‘If you believe it, you can do it’
Carson touts focus on affordable housing ‘crisis’ during Beaver County tour
Housing and Urban Development Secretary Ben Carson had just finished reading an astronaut book to the children — the theme: If you believe it, you can do it — when the eight youngsters from Ambridge told him what they want to be when they grow up.
One aspired to be a teacher. Another, a waitress at Buffalo Wild Wings. And three young boys: football players.
“I want one of you guys, instead of being a football player, to say, ‘I want to be the owner of the football team,’” Mr. Carson said.
“I will when I retire,” one of the boys shot back.
It was all about lighthearted exchanges, economic progress and the bright future as Dr. Carson, a former Republican presidential candidate, toured a public housing neighborhood Monday morning, touting his department’s focus on what he called the “crisis” of affordable housing in America.
Along with U.S. Rep. Keith Rothfus, Dr. Carson walked through the community center, then was shown a separate residential unit in Economy Village, a 78-unit development of townhouses managed by the Housing Authority of Beaver County.

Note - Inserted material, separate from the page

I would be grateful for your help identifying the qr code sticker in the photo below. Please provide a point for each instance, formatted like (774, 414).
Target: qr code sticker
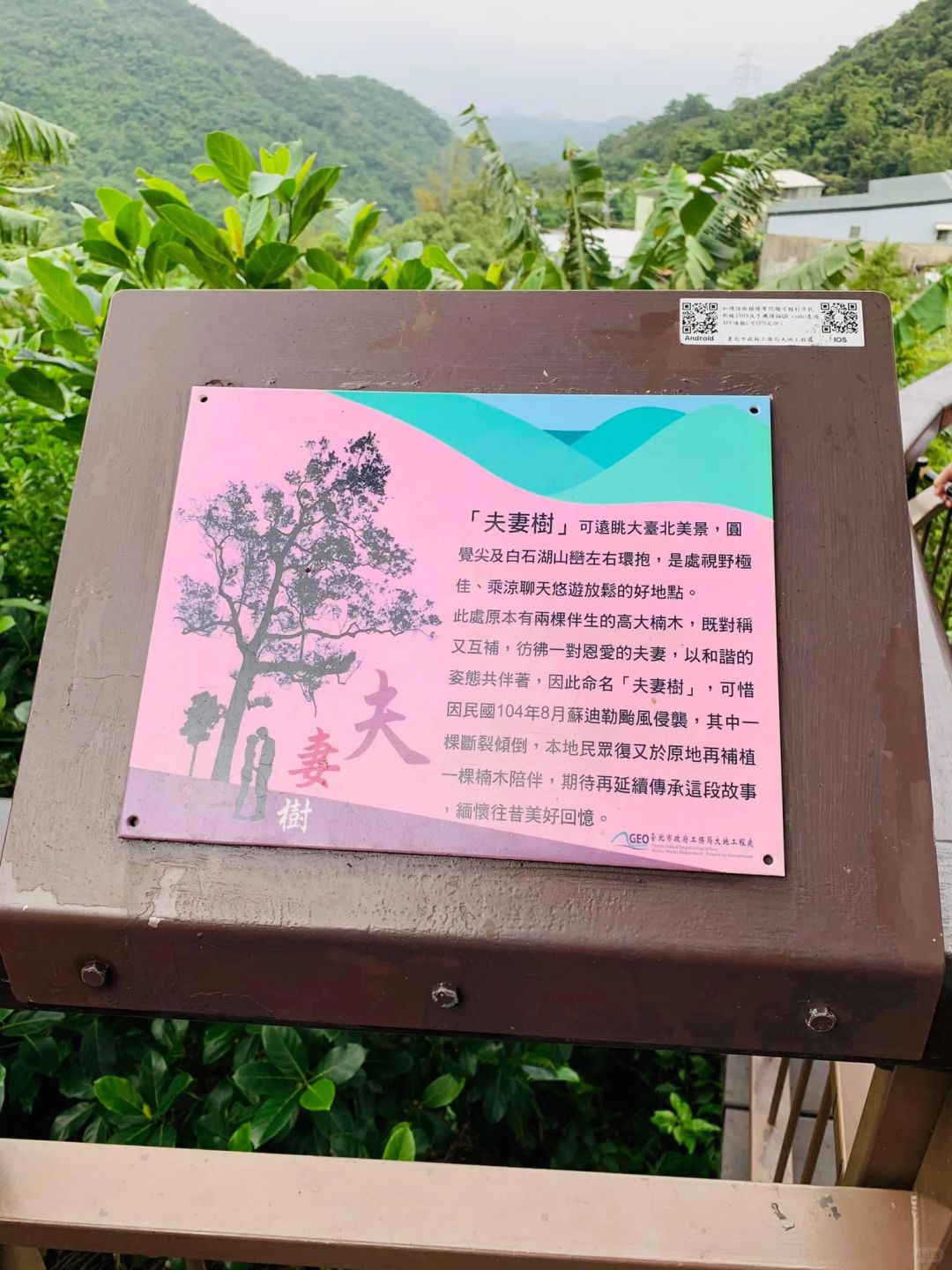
(839, 317)
(698, 318)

Facing a situation where minimum wage workers can’t afford a two-bedroom apartment anywhere in America, the Trump administration is making affordable housing a “very high priority,” he said.
Dr. Carson said the next step is to address the “tremendous backlog of individuals” in need of affordable housing and how to relieve the “true impediments” clogging the system.

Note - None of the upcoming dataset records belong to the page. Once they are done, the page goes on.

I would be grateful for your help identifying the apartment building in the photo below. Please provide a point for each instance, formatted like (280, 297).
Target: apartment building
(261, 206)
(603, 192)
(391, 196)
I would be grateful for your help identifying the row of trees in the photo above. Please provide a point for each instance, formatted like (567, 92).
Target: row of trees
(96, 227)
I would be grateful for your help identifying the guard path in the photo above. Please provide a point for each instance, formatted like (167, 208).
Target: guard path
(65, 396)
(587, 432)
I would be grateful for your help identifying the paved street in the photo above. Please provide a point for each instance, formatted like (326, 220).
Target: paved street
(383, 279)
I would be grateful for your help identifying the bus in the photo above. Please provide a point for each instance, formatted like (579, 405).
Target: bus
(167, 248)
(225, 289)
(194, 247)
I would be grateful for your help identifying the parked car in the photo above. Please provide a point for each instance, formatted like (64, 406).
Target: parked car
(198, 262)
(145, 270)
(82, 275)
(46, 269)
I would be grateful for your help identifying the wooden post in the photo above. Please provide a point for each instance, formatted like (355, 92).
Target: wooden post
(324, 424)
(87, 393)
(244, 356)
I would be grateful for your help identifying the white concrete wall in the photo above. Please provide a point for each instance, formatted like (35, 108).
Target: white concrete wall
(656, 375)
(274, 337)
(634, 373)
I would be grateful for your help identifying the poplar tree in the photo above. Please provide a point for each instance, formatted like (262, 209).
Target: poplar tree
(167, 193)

“We’re in the process of doing that now,” Dr. Carson told reporters afterward. “We’re in the process of using things like the [Affirmatively Furthering Fair Housing rule] in a positive way. Not in a punitive way. But in a way that we can remove all those barriers so that we can create affordable housing in this country.”
Mr. Rothfus, a Sewickley Republican, added that a “healthy, thriving economy” will help generate revenue to address affordable housing. The congressman has touted the GOP’s Tax Cuts and Jobs Act of 2017 as a driver of economic prosperity in the region and across the country.

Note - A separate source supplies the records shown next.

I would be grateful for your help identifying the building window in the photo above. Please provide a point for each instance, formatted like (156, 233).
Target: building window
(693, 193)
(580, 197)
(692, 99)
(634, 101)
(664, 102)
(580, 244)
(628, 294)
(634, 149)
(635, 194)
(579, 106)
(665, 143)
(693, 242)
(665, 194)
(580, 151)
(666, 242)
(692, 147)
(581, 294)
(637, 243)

Dr. Carson and Mr. Rothfus toured Cyndi Burns’ apartment and listened as she told them about her desire to teach the kids living in the plan how to cook homemade Southern biscuits and gravy.
Several of those kids — including the eight who gathered for the book reading — receive services from the nonprofit TRAILS Ministries such as an afterschool program, lunches and recreational activities in the community center of the village.
The young students meet on Wednesdays and Thursdays when school starts, which for most students is Monday.
“If you can dream it, if you believe it and work hard for it, anything is possible,” Dr. Carson read from the book, reminiscing to when his mother told him the same message.
The secretary and congressman were set to visit the opportunity zone in Midland in the afternoon. Opportunity zones — three of which are in Beaver County — were added to the tax code with the Republican plan, designating a number of economically distressed communities where new investments may be eligible for preferential tax treatment.
Dr. Carson called the opportunity zone program a “win-win situation” that provides an opportunity to spread wealth.